Auch Coaches, die keine Rückzahlungspflichten zu befürchten haben, sind vom FernUSG betroffen. Wer unter das FernUSG fällt, muss folgende Pflichten beachten:

  • Informationspflichten (§ 16 FernUSG): Coaches müssen bei geschäftlicher Werbung für Fernlehrgänge den potenziellen Teilnehmern umfassende Informationen bereitstellen. Dazu gehören:
  1. Ein vollständiger Überblick über die Vertragsbedingungen,
  2. Die Anforderungen an die Teilnehmer,
  3. Ein Überblick über die wesentlichen Inhalte des Fernlehrgangs.
  • Diese Transparenz soll den Teilnehmern eine fundierte Entscheidung ermöglichen.
  • Verbot von Vorauszahlungen (§ 2 Abs. 2 FernUSG):
  1. Coaches dürfen keine Vorauszahlungen verlangen. Die Vergütung ist in Teilleistungen zu entrichten, die dem Wert der erbrachten Leistung während der Vertragslaufzeit entsprechen.
  • Widerrufs- und Kündigungsrechte (§§ 4 und 5 FernUSG):
  1. Teilnehmer haben ein Widerrufsrecht, das auch für nicht außerhalb von Geschäftsräumen geschlossene oder Fernabsatzverträge gilt (§ 4 FernUSG i.V.m. § 3 Abs. 2 FernUSG).
  2. Teilnehmer können den Vertrag nach § 5 Abs. 1 FernUSG ohne Angabe von Gründen erstmals zum Ablauf des ersten Halbjahres kündigen und danach jederzeit. In diesem Fall ist nur der Anteil der Vergütung zu zahlen, der dem Wert der erbrachten Leistung entspricht (§ 5 Abs. 2 FernUSG).

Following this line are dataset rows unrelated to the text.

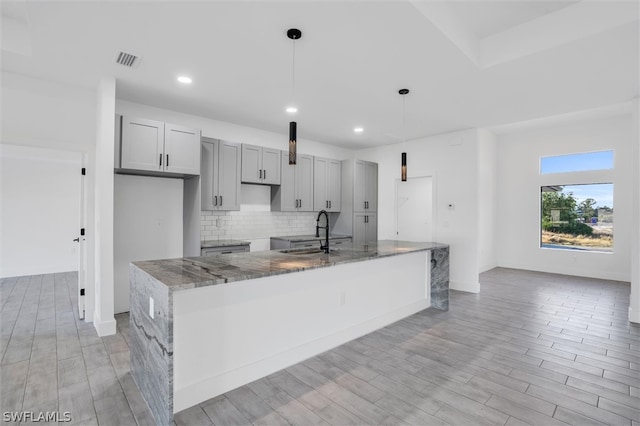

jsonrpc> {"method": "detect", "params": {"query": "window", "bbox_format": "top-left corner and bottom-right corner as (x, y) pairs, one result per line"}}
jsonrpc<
(540, 150), (614, 174)
(540, 183), (613, 252)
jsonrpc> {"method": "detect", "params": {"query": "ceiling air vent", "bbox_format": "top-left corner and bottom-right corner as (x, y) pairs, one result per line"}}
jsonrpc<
(114, 50), (140, 68)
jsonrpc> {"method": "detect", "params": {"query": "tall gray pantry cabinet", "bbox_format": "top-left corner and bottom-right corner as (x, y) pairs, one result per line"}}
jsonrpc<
(333, 159), (378, 245)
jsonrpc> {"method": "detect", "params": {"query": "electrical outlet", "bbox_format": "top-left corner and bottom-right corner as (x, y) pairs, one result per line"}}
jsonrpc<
(149, 297), (154, 319)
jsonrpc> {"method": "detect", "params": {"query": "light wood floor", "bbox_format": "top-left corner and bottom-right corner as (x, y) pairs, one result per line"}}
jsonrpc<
(1, 268), (638, 425)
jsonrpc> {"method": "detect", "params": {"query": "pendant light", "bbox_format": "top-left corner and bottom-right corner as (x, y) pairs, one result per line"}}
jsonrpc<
(287, 28), (302, 165)
(399, 88), (409, 181)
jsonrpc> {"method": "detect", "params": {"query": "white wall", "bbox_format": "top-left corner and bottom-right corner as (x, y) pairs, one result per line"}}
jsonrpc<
(496, 115), (633, 282)
(0, 145), (81, 277)
(93, 77), (117, 336)
(114, 175), (183, 313)
(477, 129), (498, 273)
(1, 72), (96, 152)
(630, 98), (639, 323)
(357, 129), (482, 292)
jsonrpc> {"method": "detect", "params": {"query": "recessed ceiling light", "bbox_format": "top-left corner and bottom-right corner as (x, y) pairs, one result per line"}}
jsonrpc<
(286, 106), (298, 114)
(177, 75), (192, 84)
(354, 127), (364, 133)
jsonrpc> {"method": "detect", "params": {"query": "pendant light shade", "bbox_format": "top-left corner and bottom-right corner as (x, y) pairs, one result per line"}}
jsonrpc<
(289, 121), (297, 165)
(287, 28), (302, 165)
(401, 152), (407, 182)
(399, 88), (409, 182)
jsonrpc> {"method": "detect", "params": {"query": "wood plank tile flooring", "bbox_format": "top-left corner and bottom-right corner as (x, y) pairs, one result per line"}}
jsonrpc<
(1, 268), (638, 425)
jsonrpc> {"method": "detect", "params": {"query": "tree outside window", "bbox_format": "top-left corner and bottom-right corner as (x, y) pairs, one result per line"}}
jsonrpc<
(540, 184), (613, 252)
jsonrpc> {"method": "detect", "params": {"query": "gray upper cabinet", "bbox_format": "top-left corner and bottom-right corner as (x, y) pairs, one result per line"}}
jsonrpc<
(272, 152), (314, 212)
(164, 124), (201, 175)
(119, 115), (200, 176)
(201, 139), (241, 211)
(120, 116), (164, 172)
(241, 144), (281, 185)
(354, 160), (377, 213)
(313, 157), (341, 212)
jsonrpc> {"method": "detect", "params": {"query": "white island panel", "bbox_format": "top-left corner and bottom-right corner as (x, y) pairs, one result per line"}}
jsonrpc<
(172, 251), (430, 412)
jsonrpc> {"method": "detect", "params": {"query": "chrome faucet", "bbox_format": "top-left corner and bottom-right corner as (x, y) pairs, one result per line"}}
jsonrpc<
(315, 210), (330, 253)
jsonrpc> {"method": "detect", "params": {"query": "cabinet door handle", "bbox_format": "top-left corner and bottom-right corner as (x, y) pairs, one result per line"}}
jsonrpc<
(326, 200), (328, 208)
(221, 251), (232, 254)
(365, 215), (368, 223)
(159, 153), (163, 167)
(220, 196), (223, 206)
(329, 200), (332, 209)
(166, 154), (169, 167)
(259, 169), (262, 179)
(214, 195), (218, 206)
(263, 169), (266, 180)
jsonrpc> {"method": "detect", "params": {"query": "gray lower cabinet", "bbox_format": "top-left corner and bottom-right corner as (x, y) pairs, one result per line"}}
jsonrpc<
(201, 245), (249, 256)
(118, 115), (200, 176)
(270, 236), (352, 250)
(241, 144), (281, 185)
(313, 157), (341, 212)
(201, 138), (241, 211)
(271, 152), (314, 211)
(353, 213), (377, 245)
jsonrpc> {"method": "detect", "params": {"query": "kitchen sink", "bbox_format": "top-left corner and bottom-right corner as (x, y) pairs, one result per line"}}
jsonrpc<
(279, 248), (340, 255)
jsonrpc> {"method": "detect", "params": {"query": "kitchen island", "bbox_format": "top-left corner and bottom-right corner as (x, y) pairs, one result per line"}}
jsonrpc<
(130, 240), (449, 425)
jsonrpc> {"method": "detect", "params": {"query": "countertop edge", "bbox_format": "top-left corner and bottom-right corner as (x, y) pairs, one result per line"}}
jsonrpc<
(132, 242), (449, 292)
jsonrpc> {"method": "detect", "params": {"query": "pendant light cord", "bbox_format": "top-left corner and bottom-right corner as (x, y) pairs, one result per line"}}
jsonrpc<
(402, 93), (407, 148)
(291, 39), (296, 94)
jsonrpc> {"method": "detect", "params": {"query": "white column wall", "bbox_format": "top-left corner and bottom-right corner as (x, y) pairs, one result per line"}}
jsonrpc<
(496, 115), (633, 282)
(477, 129), (498, 273)
(358, 129), (481, 292)
(93, 77), (117, 336)
(630, 98), (639, 323)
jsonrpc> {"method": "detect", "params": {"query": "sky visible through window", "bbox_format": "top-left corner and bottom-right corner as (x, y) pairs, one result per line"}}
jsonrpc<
(562, 183), (614, 208)
(540, 150), (614, 174)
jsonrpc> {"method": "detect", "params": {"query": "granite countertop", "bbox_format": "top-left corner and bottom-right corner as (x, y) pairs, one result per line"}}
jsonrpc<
(201, 239), (251, 249)
(270, 234), (352, 242)
(132, 240), (448, 292)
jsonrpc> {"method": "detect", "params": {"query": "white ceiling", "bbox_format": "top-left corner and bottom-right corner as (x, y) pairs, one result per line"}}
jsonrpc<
(449, 1), (578, 39)
(1, 1), (638, 149)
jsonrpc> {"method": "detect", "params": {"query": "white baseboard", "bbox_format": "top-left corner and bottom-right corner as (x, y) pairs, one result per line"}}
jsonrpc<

Die Vertragsbedingungen der Online-Coaching-Anbieter sind außerdem unwirksam, soweit sie diesen Pflichten und Rechten widersprechen.

Kapitalgesellschaften sollten im Falle von Rückerstattungsklagen prüfen, ob sie Rückstellungen bilden müssen. Zudem ist zu überprüfen, ob eine Insolvenzantragspflicht besteht.

Grundsätzlich haftet bei einer Insolvenz nur die GmbH. Geschäftsführer können jedoch persönlich haften, wenn sie es versäumen, bei Zahlungsunfähigkeit oder Überschuldung rechtzeitig einen Insolvenzantrag zu stellen. Bei drohenden Rückzahlungsforderungen ist schnelles Handeln entscheidend, um Haftungsrisiken zu vermeiden. Anbieter sollten ihre Risiken genau analysieren.

Wer ist von diesem Urteil betroffen?

Dieses Urteil betrifft jeden, der Online-Coaching anbietet. Ob der einzelne Kurs dann ein Fernlehrgang im Sinne des FernUSG ist, muss weiterhin im Einzelfall geprüft werden. Dies wird jedoch im Hinblick auf dieses Urteil regelmäßig der Fall sein, wenn der Kurs oder die Beratung größtenteils online stattfindet und zumindest nicht zu 100% aus reiner Beratung besteht.

Unsere Handlungsempfehlungen

Rechtliche Prüfung der Angebote:

  • Lassen Sie prüfen, ob Ihre Kurse unter das FernUSG fallen.
  • Beantragen Sie gegebenenfalls die erforderlichen Zulassungen.

Anpassung der Vertragsbedingungen:

  • Stellen Sie sicher, dass Ihre Verträge den Informationspflichten und Zahlungsmodalitäten des FernUSG entsprechen.

Risikomanagement:

  • Kalkulieren Sie mögliche Rückzahlungsforderungen ein und bilden Sie Rückstellungen.
  • Handeln Sie bei drohender Insolvenz unverzüglich, um persönliche Haftungsrisiken zu vermeiden.